José Pedro Aguiar-Branco falava aos jornalistas à entrada do ciclo de conferências«"O estado das coisas/As coisas do Estado», em Serralves, Porto, na véspera da cerimónia de assinatura do contrato de subconcessão ao grupo Martifer dos Estaleiros Navais de Viana do Castelo, marcada para sexta-feira, às 12:30, no Forte de São Julião da Barra, em Oeiras.

«Amanhã [sexta-feira] renascem os Estaleiros Navais de Viana do Castelo, que estavam sem atividade, e surge uma nova oportunidade para se manter a construção e a reparação naval em Viana do Castelo. Foi sempre o esforço que o Governo teve, foi de manter a construção e a recuperação naval», sublinhou.

O ministro da Defesa transmitiu uma «palavra de esperança e de confiança de que vai manter-se a atividade [dos estaleiros] e que vão ser criados postos de trabalho».

«E por isso, daqui a cinco anos, muitos dos que estão hoje a criticar vão seguramente aplaudir esta decisão», antecipou.

Aguiar-Branco recordou que, «infelizmente, o processo de reprivatização não pôde ocorrer porque ajudas ilegais concedidas entre 2005 e 2011, na ordem dos 181 milhões de euros, foram notificadas pela DGCOM».

«Ou os Estaleiros fechavam, ou havia uma possibilidade de renascer. O Governo seguiu essa segunda via e amanhã é assinado o contrato que vai permitir manter a construção e a reparação naval em Viana do Castelo», enfatizou.
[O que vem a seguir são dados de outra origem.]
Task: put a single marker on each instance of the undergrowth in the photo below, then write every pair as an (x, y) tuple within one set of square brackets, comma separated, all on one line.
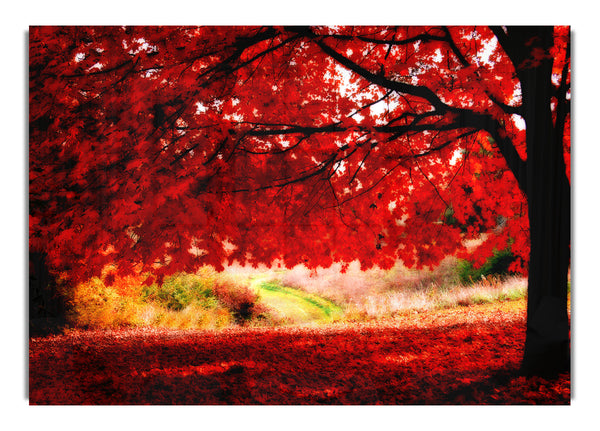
[(211, 300)]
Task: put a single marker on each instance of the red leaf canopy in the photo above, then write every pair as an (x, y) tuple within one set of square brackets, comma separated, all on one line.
[(163, 149)]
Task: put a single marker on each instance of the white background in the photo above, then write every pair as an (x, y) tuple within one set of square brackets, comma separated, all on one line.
[(580, 14)]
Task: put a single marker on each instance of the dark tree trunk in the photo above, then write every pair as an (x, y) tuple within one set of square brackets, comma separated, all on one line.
[(46, 306), (547, 346)]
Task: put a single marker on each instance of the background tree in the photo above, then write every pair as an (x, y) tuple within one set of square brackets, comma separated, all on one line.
[(165, 149)]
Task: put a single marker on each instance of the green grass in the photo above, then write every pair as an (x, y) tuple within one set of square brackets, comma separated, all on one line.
[(294, 305)]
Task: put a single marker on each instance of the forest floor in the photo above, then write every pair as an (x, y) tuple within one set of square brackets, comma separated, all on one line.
[(461, 355)]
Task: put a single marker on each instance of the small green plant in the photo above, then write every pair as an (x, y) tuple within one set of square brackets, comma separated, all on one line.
[(497, 264)]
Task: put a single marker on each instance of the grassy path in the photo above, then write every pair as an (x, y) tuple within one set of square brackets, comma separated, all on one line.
[(294, 305)]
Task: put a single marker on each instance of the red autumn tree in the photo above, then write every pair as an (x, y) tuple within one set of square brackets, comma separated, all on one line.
[(162, 149)]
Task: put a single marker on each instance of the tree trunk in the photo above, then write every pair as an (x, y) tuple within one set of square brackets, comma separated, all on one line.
[(46, 307), (547, 345)]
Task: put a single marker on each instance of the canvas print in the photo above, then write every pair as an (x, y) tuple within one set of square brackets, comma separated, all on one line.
[(299, 215)]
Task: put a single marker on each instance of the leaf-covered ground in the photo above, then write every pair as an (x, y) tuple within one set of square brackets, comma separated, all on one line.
[(466, 355)]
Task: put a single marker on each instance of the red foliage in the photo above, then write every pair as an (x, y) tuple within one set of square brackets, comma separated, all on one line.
[(463, 356), (162, 149)]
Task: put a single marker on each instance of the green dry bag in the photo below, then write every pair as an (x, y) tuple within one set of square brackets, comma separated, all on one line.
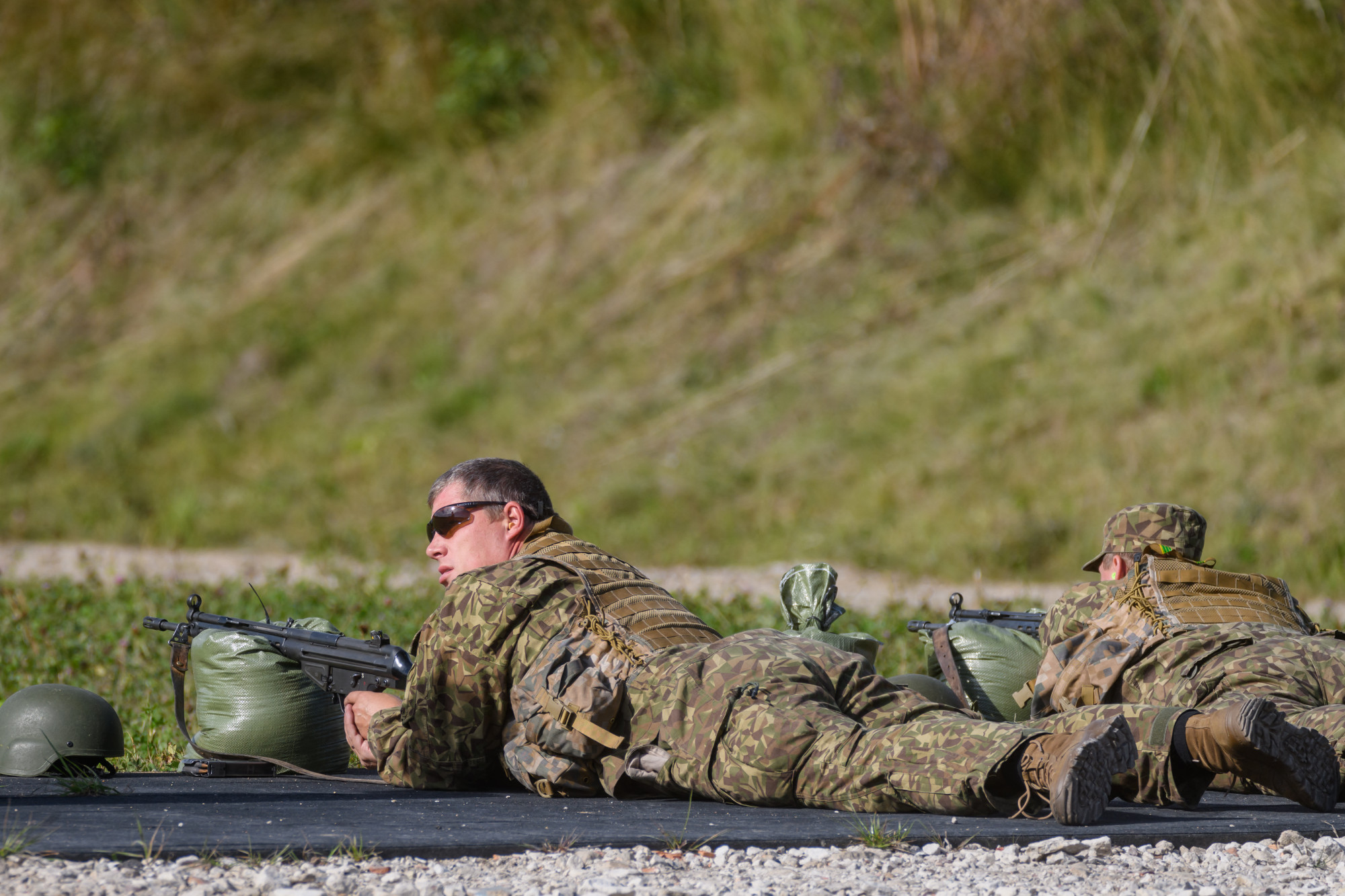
[(256, 701), (995, 665)]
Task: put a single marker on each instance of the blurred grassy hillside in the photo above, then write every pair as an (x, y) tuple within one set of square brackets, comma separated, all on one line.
[(919, 284)]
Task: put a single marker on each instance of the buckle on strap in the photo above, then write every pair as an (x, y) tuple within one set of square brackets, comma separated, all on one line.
[(567, 716)]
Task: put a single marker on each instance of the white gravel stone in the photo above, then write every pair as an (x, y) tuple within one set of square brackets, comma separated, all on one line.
[(1054, 866)]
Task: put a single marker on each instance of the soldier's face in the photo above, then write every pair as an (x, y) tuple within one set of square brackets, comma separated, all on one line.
[(1114, 568), (475, 544)]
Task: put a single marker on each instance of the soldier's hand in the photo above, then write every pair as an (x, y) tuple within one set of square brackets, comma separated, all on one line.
[(361, 706)]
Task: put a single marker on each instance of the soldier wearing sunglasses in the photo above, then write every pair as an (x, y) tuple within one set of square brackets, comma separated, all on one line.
[(757, 717)]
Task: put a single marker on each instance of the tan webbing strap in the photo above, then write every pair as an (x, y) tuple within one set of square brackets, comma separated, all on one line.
[(572, 719), (178, 666), (944, 653)]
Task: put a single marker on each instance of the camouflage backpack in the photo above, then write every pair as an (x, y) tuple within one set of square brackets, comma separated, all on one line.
[(568, 701)]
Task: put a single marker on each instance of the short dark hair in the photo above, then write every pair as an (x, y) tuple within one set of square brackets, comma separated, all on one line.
[(498, 479)]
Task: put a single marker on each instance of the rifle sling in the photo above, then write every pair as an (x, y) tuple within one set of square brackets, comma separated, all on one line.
[(944, 653), (178, 665)]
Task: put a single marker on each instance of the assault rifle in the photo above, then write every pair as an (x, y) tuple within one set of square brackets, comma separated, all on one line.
[(337, 663), (1027, 623)]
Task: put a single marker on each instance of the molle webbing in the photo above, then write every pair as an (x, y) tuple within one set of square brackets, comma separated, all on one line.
[(1190, 594), (623, 591)]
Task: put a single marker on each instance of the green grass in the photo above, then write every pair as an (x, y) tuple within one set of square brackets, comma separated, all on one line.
[(744, 283), (879, 833), (92, 638)]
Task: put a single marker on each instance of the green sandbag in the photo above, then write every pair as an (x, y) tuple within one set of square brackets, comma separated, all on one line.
[(808, 599), (995, 665), (254, 700)]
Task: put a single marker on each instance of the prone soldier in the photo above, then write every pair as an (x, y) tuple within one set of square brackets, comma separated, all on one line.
[(567, 669), (1165, 627)]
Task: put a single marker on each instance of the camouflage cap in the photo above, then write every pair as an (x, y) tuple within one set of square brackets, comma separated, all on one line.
[(1164, 525)]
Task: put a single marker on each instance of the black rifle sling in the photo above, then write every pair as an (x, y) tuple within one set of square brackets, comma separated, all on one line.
[(181, 654), (944, 653)]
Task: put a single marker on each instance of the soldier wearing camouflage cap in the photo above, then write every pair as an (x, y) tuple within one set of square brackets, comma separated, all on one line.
[(564, 667), (1167, 528), (1163, 626)]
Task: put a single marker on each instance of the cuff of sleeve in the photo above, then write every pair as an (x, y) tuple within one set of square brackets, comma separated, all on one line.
[(383, 732)]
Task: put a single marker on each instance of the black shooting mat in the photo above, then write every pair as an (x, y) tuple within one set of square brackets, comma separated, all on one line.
[(264, 815)]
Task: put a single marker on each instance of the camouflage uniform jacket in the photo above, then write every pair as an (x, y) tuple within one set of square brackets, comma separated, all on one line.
[(492, 626), (1096, 643)]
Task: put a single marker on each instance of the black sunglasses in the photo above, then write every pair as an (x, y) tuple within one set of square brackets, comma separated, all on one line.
[(450, 517)]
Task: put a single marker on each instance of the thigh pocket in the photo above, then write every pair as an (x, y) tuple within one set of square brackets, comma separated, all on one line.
[(759, 756)]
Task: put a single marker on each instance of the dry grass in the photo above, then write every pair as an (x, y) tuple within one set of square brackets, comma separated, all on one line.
[(755, 282)]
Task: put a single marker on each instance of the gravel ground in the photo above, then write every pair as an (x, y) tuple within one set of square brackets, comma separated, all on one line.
[(1051, 866)]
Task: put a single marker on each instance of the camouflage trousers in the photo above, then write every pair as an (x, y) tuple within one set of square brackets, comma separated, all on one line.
[(1210, 669), (762, 719)]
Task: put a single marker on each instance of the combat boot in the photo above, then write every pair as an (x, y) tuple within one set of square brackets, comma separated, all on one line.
[(1073, 772), (1256, 741)]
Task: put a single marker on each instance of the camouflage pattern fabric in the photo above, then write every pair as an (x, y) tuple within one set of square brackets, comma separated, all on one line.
[(626, 594), (759, 717), (762, 719), (1169, 528), (566, 708), (1200, 666), (492, 626)]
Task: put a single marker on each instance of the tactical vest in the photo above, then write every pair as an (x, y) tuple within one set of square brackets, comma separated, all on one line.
[(568, 702), (1172, 591), (625, 592)]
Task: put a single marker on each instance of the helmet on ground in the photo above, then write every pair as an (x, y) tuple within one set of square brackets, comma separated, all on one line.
[(930, 688), (45, 723)]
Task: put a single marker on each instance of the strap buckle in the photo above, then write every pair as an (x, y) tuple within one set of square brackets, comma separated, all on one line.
[(567, 716)]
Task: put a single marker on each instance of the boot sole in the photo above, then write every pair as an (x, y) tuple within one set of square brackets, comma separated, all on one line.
[(1083, 788), (1309, 770)]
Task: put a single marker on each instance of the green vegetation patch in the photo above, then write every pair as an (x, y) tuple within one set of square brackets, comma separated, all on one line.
[(933, 287)]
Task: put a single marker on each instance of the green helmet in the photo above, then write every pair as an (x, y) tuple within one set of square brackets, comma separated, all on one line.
[(930, 688), (42, 723)]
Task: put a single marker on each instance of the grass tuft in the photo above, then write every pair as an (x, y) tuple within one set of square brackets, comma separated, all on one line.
[(354, 849), (562, 845), (18, 838), (876, 831)]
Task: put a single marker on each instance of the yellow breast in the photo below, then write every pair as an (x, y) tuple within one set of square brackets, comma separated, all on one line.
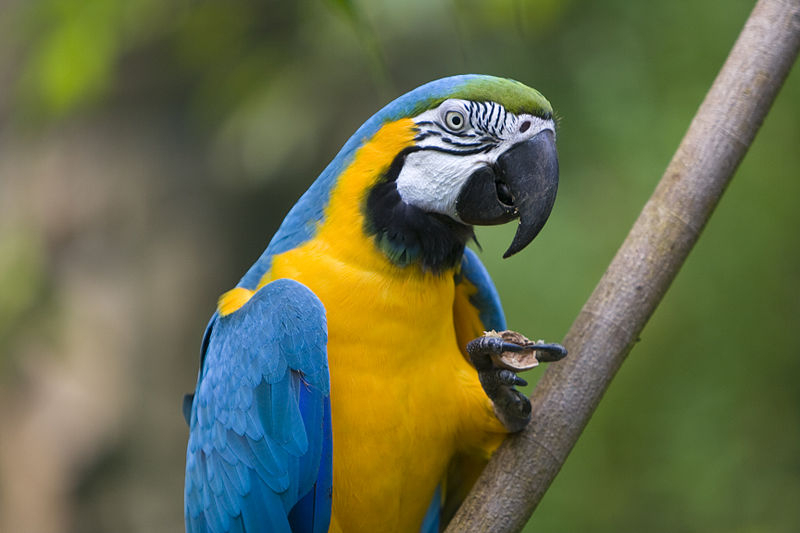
[(403, 398)]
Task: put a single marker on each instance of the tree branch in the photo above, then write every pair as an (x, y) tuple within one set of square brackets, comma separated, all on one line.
[(609, 324)]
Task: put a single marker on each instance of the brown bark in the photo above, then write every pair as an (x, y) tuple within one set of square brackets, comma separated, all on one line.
[(609, 324)]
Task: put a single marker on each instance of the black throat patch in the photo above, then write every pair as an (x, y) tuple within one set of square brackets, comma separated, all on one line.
[(406, 233)]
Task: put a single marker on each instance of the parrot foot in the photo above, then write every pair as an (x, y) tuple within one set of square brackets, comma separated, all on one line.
[(498, 379)]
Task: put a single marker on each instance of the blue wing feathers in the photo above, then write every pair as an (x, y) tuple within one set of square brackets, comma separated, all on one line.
[(486, 300), (258, 419)]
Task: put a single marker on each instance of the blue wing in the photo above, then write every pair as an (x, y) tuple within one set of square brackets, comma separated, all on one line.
[(259, 454), (486, 300)]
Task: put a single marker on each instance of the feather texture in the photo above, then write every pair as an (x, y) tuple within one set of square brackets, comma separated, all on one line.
[(260, 438)]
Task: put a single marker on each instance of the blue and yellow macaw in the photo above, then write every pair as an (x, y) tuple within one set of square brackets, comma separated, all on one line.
[(340, 387)]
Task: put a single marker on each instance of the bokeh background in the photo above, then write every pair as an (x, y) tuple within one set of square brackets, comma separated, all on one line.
[(149, 149)]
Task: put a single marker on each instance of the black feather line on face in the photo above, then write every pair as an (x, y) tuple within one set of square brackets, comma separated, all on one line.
[(406, 233)]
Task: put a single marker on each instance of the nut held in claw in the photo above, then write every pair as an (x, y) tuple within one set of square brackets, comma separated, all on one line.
[(515, 361)]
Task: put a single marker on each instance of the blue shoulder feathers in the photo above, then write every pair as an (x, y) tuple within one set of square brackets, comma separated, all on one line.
[(260, 442)]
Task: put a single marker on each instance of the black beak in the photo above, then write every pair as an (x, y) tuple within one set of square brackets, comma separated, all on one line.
[(522, 184)]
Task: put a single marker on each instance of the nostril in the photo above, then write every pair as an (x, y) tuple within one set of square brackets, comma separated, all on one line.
[(504, 193)]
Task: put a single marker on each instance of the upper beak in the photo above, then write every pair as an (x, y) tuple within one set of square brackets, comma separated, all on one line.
[(523, 184)]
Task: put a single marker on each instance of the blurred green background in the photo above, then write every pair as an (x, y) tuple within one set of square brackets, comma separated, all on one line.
[(149, 149)]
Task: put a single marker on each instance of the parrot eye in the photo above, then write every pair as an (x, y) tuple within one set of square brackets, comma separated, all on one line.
[(454, 120)]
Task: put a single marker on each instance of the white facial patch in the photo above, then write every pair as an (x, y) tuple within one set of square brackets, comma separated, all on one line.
[(456, 139)]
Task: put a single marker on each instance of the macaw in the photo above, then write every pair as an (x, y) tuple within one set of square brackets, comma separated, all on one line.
[(345, 383)]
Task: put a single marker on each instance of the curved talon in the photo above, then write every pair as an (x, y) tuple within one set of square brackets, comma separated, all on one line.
[(511, 378)]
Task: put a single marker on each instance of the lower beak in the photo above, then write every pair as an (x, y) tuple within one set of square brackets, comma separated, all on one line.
[(523, 183)]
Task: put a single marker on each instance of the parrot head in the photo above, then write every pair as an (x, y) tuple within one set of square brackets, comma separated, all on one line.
[(483, 154)]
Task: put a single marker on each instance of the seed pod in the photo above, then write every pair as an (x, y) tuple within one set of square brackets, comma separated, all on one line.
[(515, 361)]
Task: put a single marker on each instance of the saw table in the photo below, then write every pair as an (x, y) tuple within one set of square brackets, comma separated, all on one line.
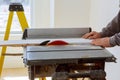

O ministro da tutela recordou ainda que «vai permitir que haja a possibilidade de serem contratados trabalhadores para a nova empresa», que «já comunicou que tinha a intenção de o fazer na ordem da criação dos 400 postos de trabalho».

«Se alguém concorre a uma concessão para fazer a construção e a reparação naval e vai pagar por ela, com certeza precisa de trabalhadores. Acho que é óbvio. E vai com certeza contratá-los, em primeira mão, na região, porque é mão-de-obra qualificada», justificou.

Afirmando que a Martifer comunicou à Comissão do Mercado dos Valores Mobiliários (CMVM) que tinha essa intenção, Aguiar-Branco defendeu que, «num juízo de normalidade», pode-se acreditar que «vai continuar a haver a construção e a reparação naval, que vão ser criados novos postos de trabalho e que é uma oportunidade que se volta a ter para aqueles trabalhadores e para a região».

A Martifer terá um período de cerca de três meses até assumir totalmente a subconcessão, cujo contrato é válido até 31 de março de 2031. Pelos terrenos, infraestruturas e equipamentos dos ENVC, o grupo privado vai pagar ao Estado uma renda anual de 415 mil euros.

Num período de seis meses deverão ser criados 400 postos de trabalho nos atuais estaleiros, na área da construção e reparação naval, prevendo o novo subconcessionário um investimento de modernização das instalações e equipamentos dos ENVC, empresa que entretanto será encerrada.